The Human Genome Project

Answer 2

• The Human Genome Project was completed with the
  publication of the sequence in the journal Nature in 2004.
• The Project determined the sequence of nucleotides in the DNA of humans. The coding genes of DNA are transcribed into RNA, which is then translated into protein. Proteins carry out many of the key functions of cells.
• The Human Genome Project did not identify the number of coding genes in the genome, but it provided an estimate. In the past it was thought the number of genes could be as many as 100,000. Before the time of the published sequence, the best estimate was about 30,000. The estimate has been revised to 20 to 25 thousand genes. By comparison, the genome of the nematode Caenorhabditis elegans contains about 20,000 genes.
• The number of completely sequenced genomes has grown rapidly. There are now about 400 completed sequences. Sequencing of another 1600 organisms is in progress.
• The availability of these sequences in databases such as BLAST (Basic Local Sequence Alignment Tool) has allowed the growth of comparative genomics.
• Comparative genomics takes information gained from studies of genes in other species and, through comparisons, gives clues to the identity and function of genes in humans.
• An example is work that suggests a role of the gene
  caspase-12 in Alzheimers disease in humans.

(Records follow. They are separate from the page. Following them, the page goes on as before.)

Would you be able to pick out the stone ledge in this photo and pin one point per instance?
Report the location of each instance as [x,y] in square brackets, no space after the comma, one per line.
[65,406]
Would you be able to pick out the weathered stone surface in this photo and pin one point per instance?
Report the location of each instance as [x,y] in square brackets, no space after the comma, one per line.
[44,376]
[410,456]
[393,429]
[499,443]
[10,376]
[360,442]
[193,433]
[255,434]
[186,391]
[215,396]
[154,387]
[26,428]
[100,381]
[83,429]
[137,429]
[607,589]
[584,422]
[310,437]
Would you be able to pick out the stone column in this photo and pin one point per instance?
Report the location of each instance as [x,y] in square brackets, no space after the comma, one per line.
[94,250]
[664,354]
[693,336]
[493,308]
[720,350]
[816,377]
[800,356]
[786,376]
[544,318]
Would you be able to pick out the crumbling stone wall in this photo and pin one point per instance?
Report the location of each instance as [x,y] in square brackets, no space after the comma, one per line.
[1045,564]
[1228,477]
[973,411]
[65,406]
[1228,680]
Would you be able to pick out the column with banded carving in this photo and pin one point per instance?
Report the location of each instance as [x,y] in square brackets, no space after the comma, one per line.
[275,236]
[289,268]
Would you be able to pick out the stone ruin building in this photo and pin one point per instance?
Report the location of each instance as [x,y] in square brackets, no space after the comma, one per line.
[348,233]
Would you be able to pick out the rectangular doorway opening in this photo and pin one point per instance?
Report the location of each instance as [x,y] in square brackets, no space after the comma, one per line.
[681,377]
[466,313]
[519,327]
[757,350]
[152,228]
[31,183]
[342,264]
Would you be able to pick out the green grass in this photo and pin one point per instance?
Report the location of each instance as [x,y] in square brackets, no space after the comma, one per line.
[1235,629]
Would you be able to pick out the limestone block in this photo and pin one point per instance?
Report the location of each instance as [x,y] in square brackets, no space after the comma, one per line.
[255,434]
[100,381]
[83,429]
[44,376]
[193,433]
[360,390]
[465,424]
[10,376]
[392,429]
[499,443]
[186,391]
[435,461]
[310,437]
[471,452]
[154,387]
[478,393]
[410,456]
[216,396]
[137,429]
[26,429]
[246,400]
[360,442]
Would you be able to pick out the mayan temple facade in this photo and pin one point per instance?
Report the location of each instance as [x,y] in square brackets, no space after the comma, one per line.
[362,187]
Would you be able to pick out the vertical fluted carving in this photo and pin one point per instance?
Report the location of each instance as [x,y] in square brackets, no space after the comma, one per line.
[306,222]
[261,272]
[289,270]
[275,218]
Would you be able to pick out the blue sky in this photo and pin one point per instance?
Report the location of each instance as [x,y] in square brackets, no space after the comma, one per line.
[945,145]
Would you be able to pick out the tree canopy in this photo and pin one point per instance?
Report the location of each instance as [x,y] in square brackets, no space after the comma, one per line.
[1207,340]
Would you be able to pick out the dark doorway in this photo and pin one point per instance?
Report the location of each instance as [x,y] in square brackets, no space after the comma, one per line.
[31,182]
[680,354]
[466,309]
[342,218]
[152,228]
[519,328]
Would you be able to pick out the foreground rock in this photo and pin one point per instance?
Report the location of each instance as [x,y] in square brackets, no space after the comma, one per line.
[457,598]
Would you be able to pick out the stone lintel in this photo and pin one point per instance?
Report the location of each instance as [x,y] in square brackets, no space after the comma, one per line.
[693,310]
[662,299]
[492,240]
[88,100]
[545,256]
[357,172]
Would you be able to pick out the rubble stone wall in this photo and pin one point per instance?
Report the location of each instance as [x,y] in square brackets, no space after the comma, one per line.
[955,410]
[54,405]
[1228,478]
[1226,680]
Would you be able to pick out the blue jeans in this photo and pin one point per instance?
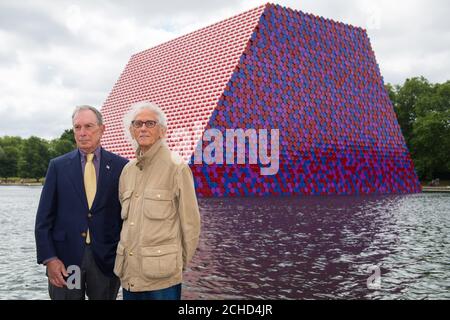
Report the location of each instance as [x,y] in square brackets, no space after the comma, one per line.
[171,293]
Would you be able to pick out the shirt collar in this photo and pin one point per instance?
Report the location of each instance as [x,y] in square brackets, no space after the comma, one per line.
[96,153]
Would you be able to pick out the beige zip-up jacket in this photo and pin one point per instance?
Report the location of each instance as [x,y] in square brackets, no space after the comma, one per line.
[161,220]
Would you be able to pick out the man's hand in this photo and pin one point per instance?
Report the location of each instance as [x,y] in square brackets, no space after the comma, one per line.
[56,271]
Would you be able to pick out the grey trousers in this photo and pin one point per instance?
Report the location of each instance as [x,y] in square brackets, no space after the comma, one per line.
[94,283]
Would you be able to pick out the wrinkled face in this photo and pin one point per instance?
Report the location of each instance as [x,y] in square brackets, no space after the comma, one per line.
[144,136]
[87,131]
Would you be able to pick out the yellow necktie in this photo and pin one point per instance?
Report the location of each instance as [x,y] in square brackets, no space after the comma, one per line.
[90,185]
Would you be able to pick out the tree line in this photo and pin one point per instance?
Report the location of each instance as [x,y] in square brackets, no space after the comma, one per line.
[29,158]
[422,109]
[423,112]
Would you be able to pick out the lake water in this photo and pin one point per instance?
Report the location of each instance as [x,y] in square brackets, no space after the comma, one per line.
[279,248]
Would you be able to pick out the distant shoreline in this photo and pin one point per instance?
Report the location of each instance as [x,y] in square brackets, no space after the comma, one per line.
[25,184]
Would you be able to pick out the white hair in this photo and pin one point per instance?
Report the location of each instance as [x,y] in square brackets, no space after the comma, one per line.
[135,109]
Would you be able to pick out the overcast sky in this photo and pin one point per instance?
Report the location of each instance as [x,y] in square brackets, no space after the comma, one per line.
[57,54]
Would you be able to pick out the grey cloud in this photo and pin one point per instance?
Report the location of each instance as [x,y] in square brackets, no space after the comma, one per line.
[32,24]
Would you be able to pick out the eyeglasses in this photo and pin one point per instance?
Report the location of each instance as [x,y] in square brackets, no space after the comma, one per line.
[87,127]
[149,123]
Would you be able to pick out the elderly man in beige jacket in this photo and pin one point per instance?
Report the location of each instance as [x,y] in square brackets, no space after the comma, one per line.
[161,220]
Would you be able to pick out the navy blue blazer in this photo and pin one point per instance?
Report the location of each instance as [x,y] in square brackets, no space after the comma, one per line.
[63,216]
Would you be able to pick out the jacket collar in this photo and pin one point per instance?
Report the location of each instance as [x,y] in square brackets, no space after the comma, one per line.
[146,158]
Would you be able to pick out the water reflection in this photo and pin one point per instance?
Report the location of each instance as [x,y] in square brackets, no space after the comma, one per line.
[279,248]
[321,248]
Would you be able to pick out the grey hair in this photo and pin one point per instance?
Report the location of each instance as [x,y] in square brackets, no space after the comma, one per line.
[135,109]
[94,110]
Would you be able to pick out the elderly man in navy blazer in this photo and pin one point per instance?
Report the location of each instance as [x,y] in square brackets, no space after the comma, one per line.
[78,221]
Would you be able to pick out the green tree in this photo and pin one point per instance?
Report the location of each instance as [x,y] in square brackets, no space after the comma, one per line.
[431,144]
[423,112]
[8,164]
[34,158]
[404,102]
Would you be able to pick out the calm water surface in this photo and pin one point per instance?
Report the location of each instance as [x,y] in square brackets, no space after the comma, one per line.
[279,248]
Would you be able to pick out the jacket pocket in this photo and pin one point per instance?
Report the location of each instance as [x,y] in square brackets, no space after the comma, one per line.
[120,257]
[158,204]
[159,262]
[59,235]
[125,199]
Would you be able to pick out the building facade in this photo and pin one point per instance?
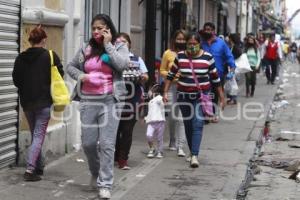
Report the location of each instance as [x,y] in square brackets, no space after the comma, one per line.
[67,23]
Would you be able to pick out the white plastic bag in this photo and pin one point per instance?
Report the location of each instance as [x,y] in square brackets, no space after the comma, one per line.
[231,87]
[242,64]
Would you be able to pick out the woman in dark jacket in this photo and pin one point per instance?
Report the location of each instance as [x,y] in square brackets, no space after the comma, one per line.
[31,75]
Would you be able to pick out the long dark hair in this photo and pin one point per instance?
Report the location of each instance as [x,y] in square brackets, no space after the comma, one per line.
[96,48]
[194,35]
[174,36]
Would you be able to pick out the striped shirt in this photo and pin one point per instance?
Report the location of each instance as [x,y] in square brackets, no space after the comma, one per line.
[204,68]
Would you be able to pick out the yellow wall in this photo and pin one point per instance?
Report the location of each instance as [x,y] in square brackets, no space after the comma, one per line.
[55,42]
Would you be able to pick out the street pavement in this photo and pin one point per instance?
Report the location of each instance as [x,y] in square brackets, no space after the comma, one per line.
[280,158]
[225,152]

• The Human Genome Project produced a representative sequence of the human genome. Individual humans differ in the exact identity of specific nucleotides. These differences are called single nucleotide polymorphisms, or SNPs.
• The HapMap Project has catalogued the SNPs of a group of humans from different populations around the world. The many SNPs were then combined into a few haplotypes, or groupings of SNPs that typically occur together. These haplotypes quickly allow the variations of other individuals to be classified according to the HapMap catalogue.
• The HapMap database allows for two types of
  association study. Studies that look at associations between haplotypes and disease allow us to locate genes that may cause disease. Studies that look for associations between haplotypes and drug effectiveness allow physicians to more effectively prescribe drugs. This new field of study is called pharmacogenomics. It builds on the science of pharmacogenetics, in which the family history of drug effectiveness was studied.